Illustrating NH’s strict enforcement of trust and will no-contest clauses, the Probate Court in Volpe v. Volpe ordered that a beneficiary’s filing of a claim that did not survive a motion to dismiss requires his disinheritance under the terms of the trust. As discussed in a prior post, the trustee whom we represent provided beneficiaries a notice that accelerated the statute of limitations for trust contests and the beneficiary, nonetheless, filed a late challenge. We moved to dismiss, which the court granted, rejecting the contestant’s arguments that the limitations period should be extended on equitable grounds.

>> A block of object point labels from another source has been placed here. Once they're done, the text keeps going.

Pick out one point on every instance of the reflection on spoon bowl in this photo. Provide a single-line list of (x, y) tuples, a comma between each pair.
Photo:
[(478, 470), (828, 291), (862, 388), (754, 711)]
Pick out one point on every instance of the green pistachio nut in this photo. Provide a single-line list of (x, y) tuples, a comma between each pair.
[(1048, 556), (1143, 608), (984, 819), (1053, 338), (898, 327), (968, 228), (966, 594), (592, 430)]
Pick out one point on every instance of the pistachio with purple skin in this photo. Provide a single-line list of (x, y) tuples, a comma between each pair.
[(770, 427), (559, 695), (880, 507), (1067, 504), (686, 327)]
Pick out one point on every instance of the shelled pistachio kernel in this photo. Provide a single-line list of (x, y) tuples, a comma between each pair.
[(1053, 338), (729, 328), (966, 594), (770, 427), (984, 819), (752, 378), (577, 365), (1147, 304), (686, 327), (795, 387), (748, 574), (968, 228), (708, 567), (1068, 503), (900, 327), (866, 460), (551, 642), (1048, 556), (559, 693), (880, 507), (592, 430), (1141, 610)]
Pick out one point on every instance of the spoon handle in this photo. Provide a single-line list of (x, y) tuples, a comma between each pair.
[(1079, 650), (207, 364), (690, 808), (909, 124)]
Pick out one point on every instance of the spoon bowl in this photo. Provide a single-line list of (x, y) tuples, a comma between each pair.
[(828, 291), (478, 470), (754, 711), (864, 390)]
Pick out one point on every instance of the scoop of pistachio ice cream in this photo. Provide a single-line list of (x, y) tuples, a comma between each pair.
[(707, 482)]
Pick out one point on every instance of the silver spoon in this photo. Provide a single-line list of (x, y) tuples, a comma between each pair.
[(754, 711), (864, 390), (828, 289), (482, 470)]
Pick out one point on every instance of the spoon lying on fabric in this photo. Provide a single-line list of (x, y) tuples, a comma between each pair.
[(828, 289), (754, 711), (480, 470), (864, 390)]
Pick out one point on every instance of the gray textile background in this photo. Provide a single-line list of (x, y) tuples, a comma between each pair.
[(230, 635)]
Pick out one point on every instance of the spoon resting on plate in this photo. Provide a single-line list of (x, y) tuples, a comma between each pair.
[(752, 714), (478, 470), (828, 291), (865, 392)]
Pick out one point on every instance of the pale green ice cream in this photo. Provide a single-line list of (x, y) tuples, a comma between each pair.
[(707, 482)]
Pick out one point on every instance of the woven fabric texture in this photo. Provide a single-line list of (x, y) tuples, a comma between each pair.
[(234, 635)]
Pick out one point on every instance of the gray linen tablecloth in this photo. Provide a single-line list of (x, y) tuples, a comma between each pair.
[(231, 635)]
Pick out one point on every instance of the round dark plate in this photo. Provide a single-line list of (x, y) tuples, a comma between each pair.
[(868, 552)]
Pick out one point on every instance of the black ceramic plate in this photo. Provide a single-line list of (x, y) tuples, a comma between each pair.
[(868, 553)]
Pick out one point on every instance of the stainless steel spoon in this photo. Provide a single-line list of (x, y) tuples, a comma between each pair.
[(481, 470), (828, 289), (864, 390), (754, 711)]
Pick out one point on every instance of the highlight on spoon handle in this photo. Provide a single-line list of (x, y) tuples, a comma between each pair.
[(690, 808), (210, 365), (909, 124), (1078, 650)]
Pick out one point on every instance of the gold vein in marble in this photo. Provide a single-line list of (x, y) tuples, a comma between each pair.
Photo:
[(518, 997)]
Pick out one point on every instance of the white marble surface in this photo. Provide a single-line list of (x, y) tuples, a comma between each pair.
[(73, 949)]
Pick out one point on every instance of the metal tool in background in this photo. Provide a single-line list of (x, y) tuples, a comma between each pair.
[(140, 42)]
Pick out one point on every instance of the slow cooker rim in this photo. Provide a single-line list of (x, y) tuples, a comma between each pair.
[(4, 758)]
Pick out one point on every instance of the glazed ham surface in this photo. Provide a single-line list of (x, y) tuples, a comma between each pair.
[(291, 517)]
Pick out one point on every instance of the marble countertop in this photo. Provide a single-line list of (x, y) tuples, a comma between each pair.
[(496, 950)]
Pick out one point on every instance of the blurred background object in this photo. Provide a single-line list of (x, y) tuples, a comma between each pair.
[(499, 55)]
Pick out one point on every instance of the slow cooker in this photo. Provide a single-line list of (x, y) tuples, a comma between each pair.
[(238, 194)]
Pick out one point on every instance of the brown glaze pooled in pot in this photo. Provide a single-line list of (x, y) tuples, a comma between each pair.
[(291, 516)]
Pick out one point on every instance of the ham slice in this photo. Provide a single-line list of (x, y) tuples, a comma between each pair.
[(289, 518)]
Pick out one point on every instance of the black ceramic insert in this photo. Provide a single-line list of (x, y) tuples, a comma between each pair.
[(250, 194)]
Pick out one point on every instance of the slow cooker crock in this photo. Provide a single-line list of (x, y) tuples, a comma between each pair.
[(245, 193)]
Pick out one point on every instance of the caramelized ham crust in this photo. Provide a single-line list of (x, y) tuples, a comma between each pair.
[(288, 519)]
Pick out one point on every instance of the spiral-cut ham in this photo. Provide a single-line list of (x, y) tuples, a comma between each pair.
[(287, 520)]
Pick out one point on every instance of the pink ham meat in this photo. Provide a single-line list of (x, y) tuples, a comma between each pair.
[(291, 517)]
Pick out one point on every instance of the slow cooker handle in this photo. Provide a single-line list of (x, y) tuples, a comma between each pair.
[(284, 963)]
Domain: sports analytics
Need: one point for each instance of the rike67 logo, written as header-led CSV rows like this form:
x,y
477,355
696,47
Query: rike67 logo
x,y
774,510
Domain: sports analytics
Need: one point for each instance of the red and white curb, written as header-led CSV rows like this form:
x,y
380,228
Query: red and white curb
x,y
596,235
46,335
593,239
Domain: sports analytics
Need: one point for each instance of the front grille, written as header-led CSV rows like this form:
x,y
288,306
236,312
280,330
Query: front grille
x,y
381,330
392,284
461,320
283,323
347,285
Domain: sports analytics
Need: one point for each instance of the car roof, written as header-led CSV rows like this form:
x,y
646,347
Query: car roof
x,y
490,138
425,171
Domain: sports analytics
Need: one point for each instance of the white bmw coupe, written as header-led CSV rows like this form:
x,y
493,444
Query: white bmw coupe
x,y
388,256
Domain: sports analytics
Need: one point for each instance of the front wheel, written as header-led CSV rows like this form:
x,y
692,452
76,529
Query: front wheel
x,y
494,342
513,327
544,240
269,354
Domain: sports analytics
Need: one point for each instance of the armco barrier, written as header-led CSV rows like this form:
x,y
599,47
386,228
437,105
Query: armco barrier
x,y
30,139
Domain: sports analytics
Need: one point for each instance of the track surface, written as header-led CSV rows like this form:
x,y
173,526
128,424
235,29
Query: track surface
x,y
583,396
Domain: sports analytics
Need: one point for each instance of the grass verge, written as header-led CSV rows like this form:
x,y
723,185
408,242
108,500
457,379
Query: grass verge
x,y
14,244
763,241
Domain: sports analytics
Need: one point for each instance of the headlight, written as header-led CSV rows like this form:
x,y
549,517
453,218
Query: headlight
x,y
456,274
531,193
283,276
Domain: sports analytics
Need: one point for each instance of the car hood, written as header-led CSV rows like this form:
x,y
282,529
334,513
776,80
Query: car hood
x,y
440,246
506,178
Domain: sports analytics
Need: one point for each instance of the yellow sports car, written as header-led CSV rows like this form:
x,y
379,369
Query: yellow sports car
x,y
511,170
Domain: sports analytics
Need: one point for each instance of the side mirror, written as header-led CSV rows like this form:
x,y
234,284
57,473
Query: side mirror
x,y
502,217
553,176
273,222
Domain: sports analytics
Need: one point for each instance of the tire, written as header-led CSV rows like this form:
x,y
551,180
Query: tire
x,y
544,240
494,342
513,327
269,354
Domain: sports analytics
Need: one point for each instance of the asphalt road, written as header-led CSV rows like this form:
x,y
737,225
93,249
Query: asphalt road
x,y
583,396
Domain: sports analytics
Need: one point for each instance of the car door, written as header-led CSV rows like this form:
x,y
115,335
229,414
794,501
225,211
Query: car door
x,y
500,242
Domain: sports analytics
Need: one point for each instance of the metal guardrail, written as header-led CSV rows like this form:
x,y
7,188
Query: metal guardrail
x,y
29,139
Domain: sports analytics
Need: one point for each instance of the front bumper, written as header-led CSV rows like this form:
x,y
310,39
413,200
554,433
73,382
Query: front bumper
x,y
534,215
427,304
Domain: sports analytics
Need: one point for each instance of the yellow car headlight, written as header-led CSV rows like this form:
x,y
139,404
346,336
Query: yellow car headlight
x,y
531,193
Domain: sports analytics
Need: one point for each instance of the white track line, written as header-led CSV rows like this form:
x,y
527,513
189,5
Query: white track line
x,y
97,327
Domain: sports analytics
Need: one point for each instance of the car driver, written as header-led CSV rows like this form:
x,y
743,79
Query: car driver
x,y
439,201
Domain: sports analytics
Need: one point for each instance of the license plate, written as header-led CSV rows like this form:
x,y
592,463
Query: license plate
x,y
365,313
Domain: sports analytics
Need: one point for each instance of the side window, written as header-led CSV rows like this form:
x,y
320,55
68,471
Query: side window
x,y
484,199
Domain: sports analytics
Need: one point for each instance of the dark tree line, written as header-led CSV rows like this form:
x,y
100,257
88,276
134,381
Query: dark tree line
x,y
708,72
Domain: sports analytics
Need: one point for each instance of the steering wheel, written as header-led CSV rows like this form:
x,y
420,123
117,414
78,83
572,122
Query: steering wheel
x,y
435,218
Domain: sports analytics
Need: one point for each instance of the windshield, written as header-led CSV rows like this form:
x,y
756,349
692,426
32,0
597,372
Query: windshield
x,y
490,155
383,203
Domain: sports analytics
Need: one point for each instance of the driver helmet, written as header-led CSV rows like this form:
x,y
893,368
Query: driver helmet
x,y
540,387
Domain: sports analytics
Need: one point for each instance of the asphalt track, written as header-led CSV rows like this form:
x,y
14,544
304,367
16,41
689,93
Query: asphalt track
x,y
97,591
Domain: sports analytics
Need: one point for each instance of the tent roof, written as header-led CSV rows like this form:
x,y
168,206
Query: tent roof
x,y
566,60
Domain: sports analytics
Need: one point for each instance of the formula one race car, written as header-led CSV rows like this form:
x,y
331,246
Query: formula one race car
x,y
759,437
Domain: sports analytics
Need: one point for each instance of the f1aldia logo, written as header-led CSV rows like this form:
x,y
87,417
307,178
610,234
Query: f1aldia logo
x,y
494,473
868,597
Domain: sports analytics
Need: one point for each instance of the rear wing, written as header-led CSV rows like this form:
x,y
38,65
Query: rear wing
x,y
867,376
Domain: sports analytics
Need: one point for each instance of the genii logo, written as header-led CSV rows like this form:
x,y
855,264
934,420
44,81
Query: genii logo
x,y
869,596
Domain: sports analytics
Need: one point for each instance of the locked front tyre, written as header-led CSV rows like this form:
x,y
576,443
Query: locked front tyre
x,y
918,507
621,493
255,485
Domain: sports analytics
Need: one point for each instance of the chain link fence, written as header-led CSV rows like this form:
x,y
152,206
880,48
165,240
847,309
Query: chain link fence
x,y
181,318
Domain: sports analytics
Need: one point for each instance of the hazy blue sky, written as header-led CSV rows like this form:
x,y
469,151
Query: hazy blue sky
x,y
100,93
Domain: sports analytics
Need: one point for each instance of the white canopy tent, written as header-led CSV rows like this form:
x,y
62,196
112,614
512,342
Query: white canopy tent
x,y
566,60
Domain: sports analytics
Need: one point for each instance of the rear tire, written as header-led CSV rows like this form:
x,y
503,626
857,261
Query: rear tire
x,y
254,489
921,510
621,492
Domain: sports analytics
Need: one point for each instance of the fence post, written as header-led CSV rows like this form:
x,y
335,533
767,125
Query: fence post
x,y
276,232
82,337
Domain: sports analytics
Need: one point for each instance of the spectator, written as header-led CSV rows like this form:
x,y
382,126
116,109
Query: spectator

We then moved for summary judgment to enforce the trust’s no-contest clause. Citing RSA 564-B:10-1014(b), which provides that “[a] no-contest provision shall be unenforceable to the extent that the trust is invalid because of fraud, duress, undue influence, lack of capacity, or any other reason,” the contestant argued that he was entitled to prove the invalidity of the trust before the no-contest clause could be enforced, which the Court (Cassavechia, Judicial Referee) rejected:
The Court respectfully disagrees with the Petitioner that in order to apply the in terrrorem clause in this case, it must allow litigation previously foreclosed concerning the validity of the Clara Trust amendments. As noted supra, RSA 564-B:10-1014 directs that the intent of the Grantor be enforced to the greatest extent possible. Here, Clara Volpe directed that her intent was “to limit the amount of any future litigation by and among her children.” Here, Gary Volpe, through his own lack of diligence, is precluded from further substantive challenge to the amendments. Accordingly, they must stand as valid. It therefore would be contrary to the intent of Clara Volpe, as expressed in those amendments, to allow further litigation that would not, in itself, invalidate the amendments, but rather would only forestall application of the now-determined valid in terrorem clause. As such, this Court may not allow, see RSA 564-B:10114(d), further challenge to the Clara Trust. The Motion for Summary Judgment is accordingly Granted.
“A no-contest provision shall be enforceable according to the express terms of the no-contest provision without regard to the presence or absence of probable cause for, or the beneficiary’s good or bad faith in, taking the action that would justify the complete or partial forfeiture of the beneficiary’s interest….” RSA 564-B:10-1014(b). Volpe illustrates that this mandate will be enforced.